As we embark on this, Folio Weekly’s 22nd annual Kids Directory, I’ve got a confession to get off my chest: Kids terrify me. Not your kids. Your kids are fine (probably). Maybe even cute. But my kids — or rather, seeing as how I haven’t any, the thought that someday there might be a human being half-assembled from my genetic material, relying on me (me!) for sustenance and guidance, trusting me (me!) not to drop her on her head or screw up her forming psyche. (Just typing that freaked me out a little.)
Like any red-blooded and not always conscientious young man, I had a few occasions when I feared that an inadvertent fatherhood loomed on the horizon. Nothing came of them, though I often wonder how differently my life would have turned out if it had. Would I be here, in Jacksonville? Would I have this job? Would my wife have married me?
Until about a year ago, my wife and I planned to live our lives childless, free to come and go as we please, free to spend money how we want, free to be untethered to a steady job and its constraints, never a slave to school years and T-ball practices and piano recitals.
I don’t know what changed.

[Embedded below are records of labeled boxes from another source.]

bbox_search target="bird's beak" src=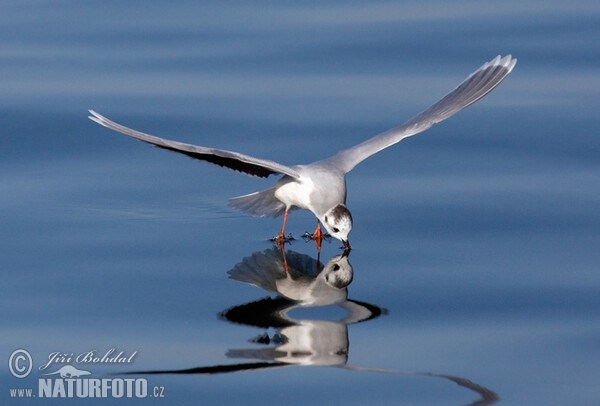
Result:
[342,240,352,251]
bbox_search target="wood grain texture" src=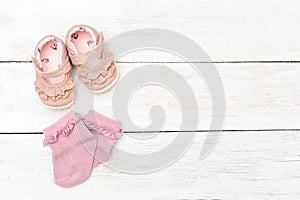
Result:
[0,63,300,133]
[0,132,300,200]
[0,0,300,62]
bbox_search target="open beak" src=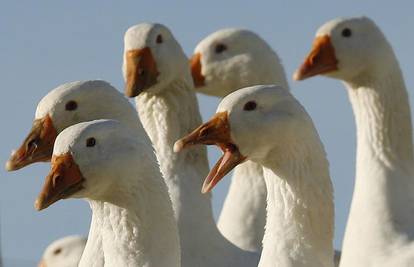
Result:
[190,53,205,87]
[35,152,85,211]
[125,47,159,97]
[6,115,57,171]
[174,112,246,193]
[293,35,338,81]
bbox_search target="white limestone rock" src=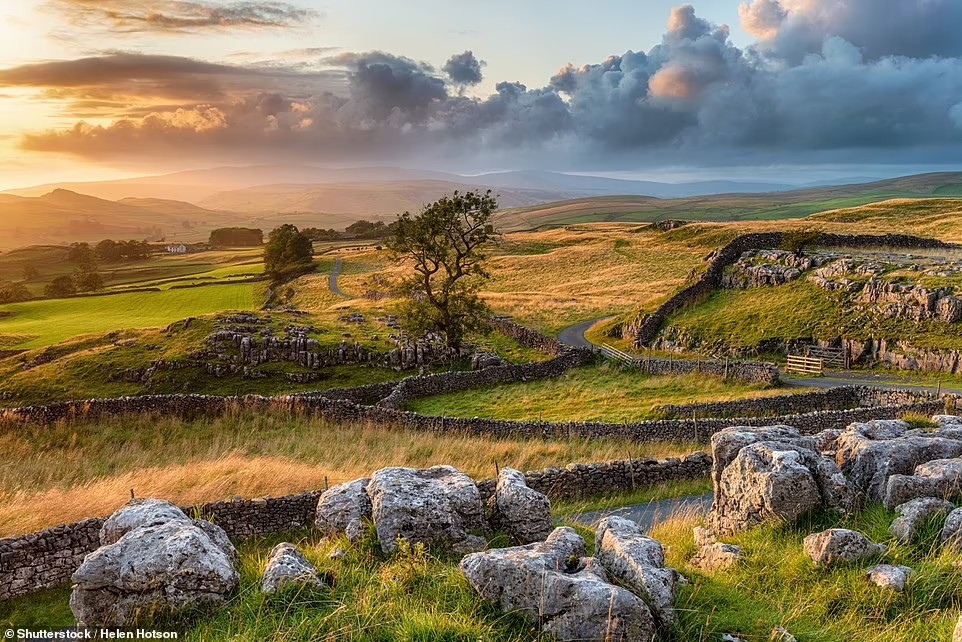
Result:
[100,499,190,546]
[865,564,915,593]
[939,508,962,548]
[595,517,679,628]
[314,478,372,542]
[461,528,655,642]
[261,542,324,595]
[889,497,955,543]
[70,519,239,627]
[709,426,854,533]
[491,468,554,544]
[367,466,487,553]
[802,528,886,567]
[885,458,962,509]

But something did. We were in a bar on a weekday night — something you can’t really do when you have kids — and, in the course of conversation about some friend’s or another’s child, or maybe my niece, it came up.
“You want kids,” my wife snapped, almost accusatorily. I couldn’t blame her. This newly announced desire — really, something I’d been thinking of more and more as I got older — would fundamentally change the premise of our relationship. If I wanted kids, she told me, that’s something I should have mentioned before we got married, before we moved across the country and back together. She had a point.

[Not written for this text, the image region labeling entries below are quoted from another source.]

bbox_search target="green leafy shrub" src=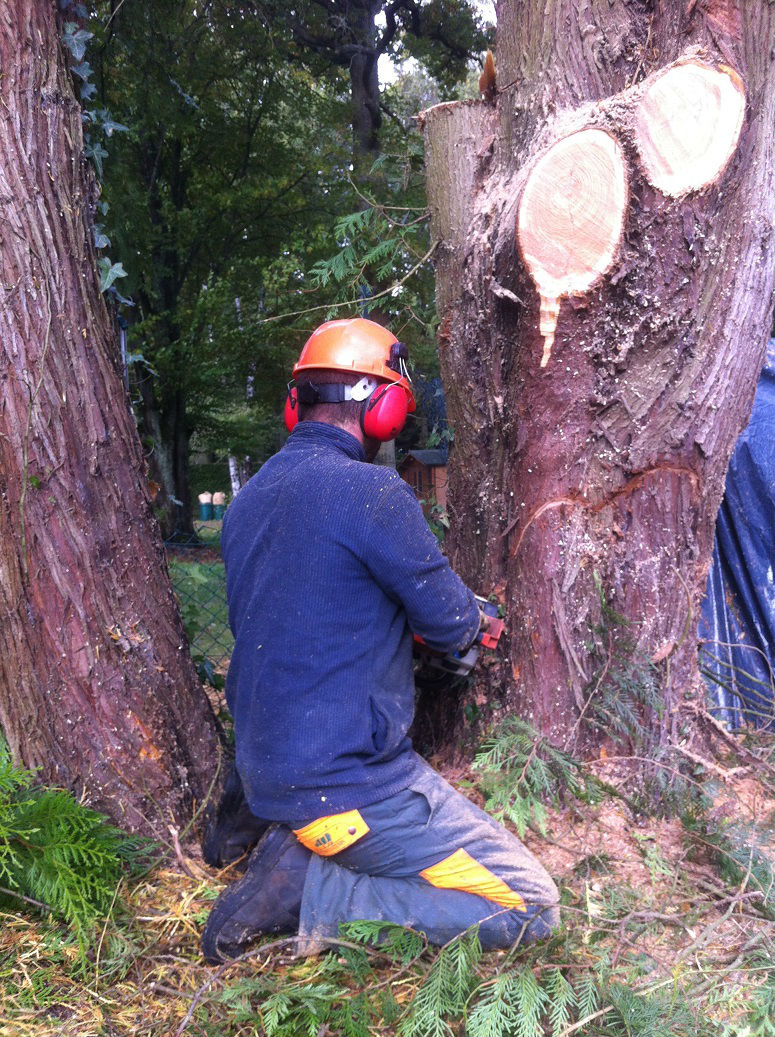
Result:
[0,738,143,945]
[473,717,598,837]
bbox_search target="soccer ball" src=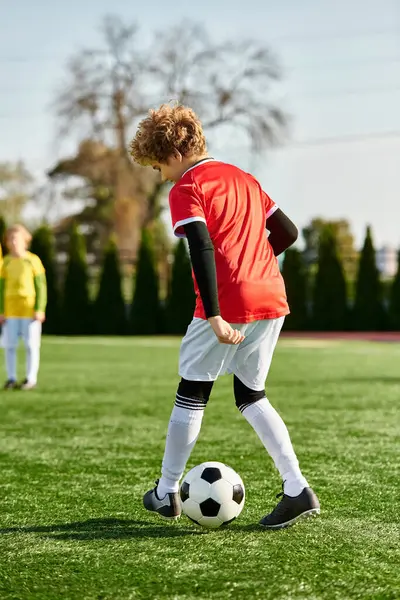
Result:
[180,462,245,529]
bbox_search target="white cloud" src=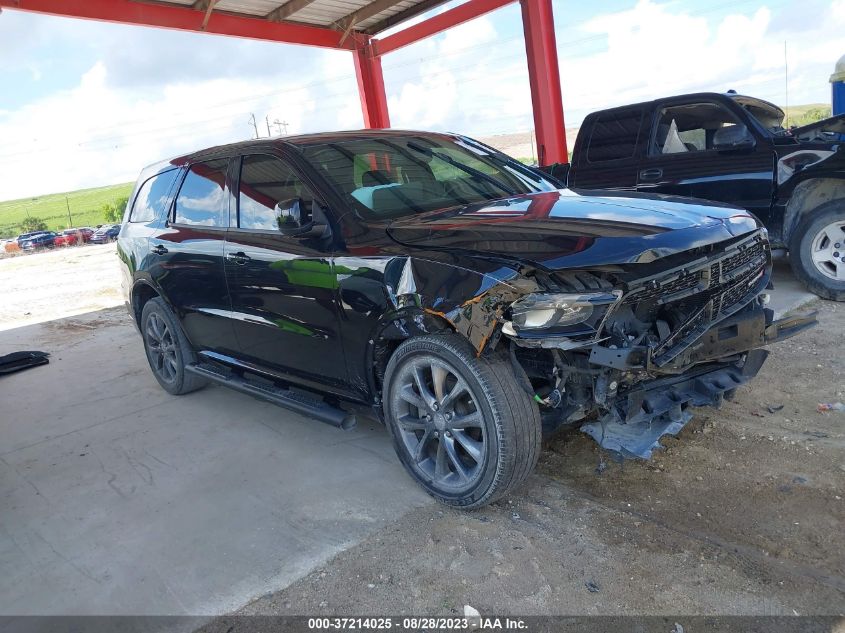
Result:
[0,0,845,199]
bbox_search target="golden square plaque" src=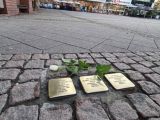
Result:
[105,73,135,90]
[48,78,76,98]
[80,75,108,93]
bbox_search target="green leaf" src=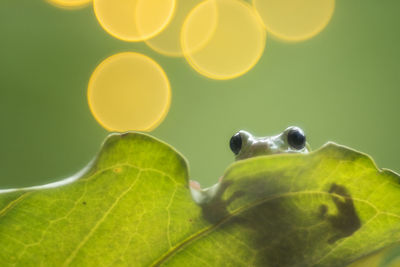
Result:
[0,133,400,266]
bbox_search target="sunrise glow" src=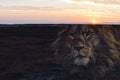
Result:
[0,0,120,24]
[92,19,97,24]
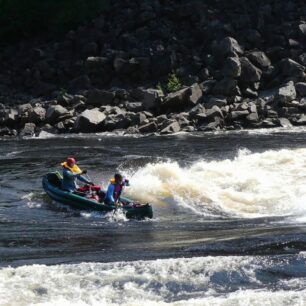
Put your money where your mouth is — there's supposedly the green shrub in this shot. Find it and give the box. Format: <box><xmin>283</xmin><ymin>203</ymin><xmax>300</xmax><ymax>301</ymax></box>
<box><xmin>167</xmin><ymin>72</ymin><xmax>182</xmax><ymax>92</ymax></box>
<box><xmin>0</xmin><ymin>0</ymin><xmax>108</xmax><ymax>41</ymax></box>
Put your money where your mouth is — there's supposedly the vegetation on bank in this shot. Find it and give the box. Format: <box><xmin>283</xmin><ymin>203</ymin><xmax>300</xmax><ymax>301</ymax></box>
<box><xmin>0</xmin><ymin>0</ymin><xmax>109</xmax><ymax>42</ymax></box>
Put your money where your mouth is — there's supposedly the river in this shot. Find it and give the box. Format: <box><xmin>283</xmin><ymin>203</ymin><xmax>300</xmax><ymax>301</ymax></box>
<box><xmin>0</xmin><ymin>129</ymin><xmax>306</xmax><ymax>306</ymax></box>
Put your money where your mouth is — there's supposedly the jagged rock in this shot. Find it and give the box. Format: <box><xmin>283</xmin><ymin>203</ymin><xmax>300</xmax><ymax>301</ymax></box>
<box><xmin>280</xmin><ymin>58</ymin><xmax>305</xmax><ymax>78</ymax></box>
<box><xmin>141</xmin><ymin>88</ymin><xmax>164</xmax><ymax>110</ymax></box>
<box><xmin>46</xmin><ymin>105</ymin><xmax>71</xmax><ymax>124</ymax></box>
<box><xmin>204</xmin><ymin>96</ymin><xmax>227</xmax><ymax>108</ymax></box>
<box><xmin>213</xmin><ymin>79</ymin><xmax>240</xmax><ymax>96</ymax></box>
<box><xmin>277</xmin><ymin>81</ymin><xmax>296</xmax><ymax>103</ymax></box>
<box><xmin>162</xmin><ymin>84</ymin><xmax>202</xmax><ymax>111</ymax></box>
<box><xmin>138</xmin><ymin>122</ymin><xmax>157</xmax><ymax>133</ymax></box>
<box><xmin>86</xmin><ymin>89</ymin><xmax>115</xmax><ymax>106</ymax></box>
<box><xmin>229</xmin><ymin>110</ymin><xmax>250</xmax><ymax>120</ymax></box>
<box><xmin>240</xmin><ymin>57</ymin><xmax>262</xmax><ymax>83</ymax></box>
<box><xmin>4</xmin><ymin>108</ymin><xmax>19</xmax><ymax>127</ymax></box>
<box><xmin>213</xmin><ymin>37</ymin><xmax>243</xmax><ymax>58</ymax></box>
<box><xmin>247</xmin><ymin>51</ymin><xmax>271</xmax><ymax>69</ymax></box>
<box><xmin>74</xmin><ymin>108</ymin><xmax>106</xmax><ymax>133</ymax></box>
<box><xmin>20</xmin><ymin>123</ymin><xmax>36</xmax><ymax>136</ymax></box>
<box><xmin>222</xmin><ymin>57</ymin><xmax>241</xmax><ymax>78</ymax></box>
<box><xmin>68</xmin><ymin>75</ymin><xmax>91</xmax><ymax>91</ymax></box>
<box><xmin>295</xmin><ymin>82</ymin><xmax>306</xmax><ymax>97</ymax></box>
<box><xmin>160</xmin><ymin>121</ymin><xmax>181</xmax><ymax>134</ymax></box>
<box><xmin>125</xmin><ymin>102</ymin><xmax>144</xmax><ymax>112</ymax></box>
<box><xmin>279</xmin><ymin>118</ymin><xmax>292</xmax><ymax>128</ymax></box>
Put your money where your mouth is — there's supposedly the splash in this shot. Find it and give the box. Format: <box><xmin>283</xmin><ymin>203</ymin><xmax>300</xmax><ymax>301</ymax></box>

It wasn’t something I was set on, I shrugged. Just a thought. No big deal. I’d never mention it again. We changed the subject.
A month later, that something changed in her, too. She sat me down and told me that she’d given it a lot of thought, and if I wanted a kid (singular), she’d give me a kid (singular). Since then, whenever we’ve spoken about baby names and parenting strategies, she’s made a point of acting like she’s just along for the ride, just acceding to my wishes, just taking one for the team. Of course, she’s the one with the secret Pinterest page of baby paraphernalia. Just saying.

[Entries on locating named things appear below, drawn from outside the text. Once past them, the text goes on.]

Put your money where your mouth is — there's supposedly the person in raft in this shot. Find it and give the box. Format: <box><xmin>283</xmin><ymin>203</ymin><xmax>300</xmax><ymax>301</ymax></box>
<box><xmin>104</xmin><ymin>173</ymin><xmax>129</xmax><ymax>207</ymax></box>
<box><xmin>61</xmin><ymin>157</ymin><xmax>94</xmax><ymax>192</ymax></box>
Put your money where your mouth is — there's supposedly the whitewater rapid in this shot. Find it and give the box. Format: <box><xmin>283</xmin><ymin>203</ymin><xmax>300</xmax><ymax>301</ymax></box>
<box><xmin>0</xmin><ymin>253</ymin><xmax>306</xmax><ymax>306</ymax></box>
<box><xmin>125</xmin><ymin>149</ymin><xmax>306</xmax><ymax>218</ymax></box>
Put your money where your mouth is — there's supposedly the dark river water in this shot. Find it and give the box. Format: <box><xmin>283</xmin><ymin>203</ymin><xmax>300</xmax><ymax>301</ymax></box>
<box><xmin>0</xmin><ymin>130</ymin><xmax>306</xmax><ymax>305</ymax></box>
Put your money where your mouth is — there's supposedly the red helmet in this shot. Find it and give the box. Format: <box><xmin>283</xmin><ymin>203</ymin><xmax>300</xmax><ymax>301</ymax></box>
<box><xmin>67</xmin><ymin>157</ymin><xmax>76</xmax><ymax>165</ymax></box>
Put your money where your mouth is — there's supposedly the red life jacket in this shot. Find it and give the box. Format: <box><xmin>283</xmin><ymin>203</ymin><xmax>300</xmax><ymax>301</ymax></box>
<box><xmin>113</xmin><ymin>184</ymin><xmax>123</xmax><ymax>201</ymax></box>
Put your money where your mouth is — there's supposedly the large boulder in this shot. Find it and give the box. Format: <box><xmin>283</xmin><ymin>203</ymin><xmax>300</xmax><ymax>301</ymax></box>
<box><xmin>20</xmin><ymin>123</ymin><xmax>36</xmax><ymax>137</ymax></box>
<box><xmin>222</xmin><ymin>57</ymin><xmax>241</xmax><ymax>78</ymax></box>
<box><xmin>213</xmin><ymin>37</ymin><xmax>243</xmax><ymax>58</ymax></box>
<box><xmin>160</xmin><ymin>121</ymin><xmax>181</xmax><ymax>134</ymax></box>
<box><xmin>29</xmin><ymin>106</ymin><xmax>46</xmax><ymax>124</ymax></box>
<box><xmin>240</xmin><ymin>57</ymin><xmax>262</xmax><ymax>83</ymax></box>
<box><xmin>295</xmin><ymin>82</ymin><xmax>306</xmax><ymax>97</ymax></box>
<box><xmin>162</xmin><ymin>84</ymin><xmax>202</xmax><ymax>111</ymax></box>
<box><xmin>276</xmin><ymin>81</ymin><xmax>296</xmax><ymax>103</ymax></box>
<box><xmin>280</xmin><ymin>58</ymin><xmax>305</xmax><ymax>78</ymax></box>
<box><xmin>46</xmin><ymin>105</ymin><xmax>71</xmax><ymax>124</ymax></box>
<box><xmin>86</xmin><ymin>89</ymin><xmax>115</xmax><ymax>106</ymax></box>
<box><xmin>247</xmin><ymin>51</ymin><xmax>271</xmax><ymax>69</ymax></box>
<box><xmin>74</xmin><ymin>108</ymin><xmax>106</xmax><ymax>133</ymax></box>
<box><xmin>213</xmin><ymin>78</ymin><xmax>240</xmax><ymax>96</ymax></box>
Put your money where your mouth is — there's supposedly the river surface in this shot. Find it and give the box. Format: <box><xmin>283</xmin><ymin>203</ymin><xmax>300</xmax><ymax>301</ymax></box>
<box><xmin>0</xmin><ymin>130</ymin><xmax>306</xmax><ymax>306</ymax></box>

I don’t know when, or if, it will happen. We don’t have a timetable (at least one that I’m willing to put in print; my mom reads this magazine). We don’t even know for sure whether, as Cosmo Kramer would put it, my boys can swim.
But as we inch along this new trajectory; as we begin to think about weird things like what neighborhood has the best schools; as my parents, in their quest for another grandchild, assure me that everyone has these doubts, something strange has happened: Terrified as I still am (and I am), I’m almost looking forward to fatherhood — to the challenge, even to the responsibility, to being forced to become a better me, to leave something of myself in this world after I’m gone.
Perhaps, to borrow a phrase, the only thing I have to fear is fear itself.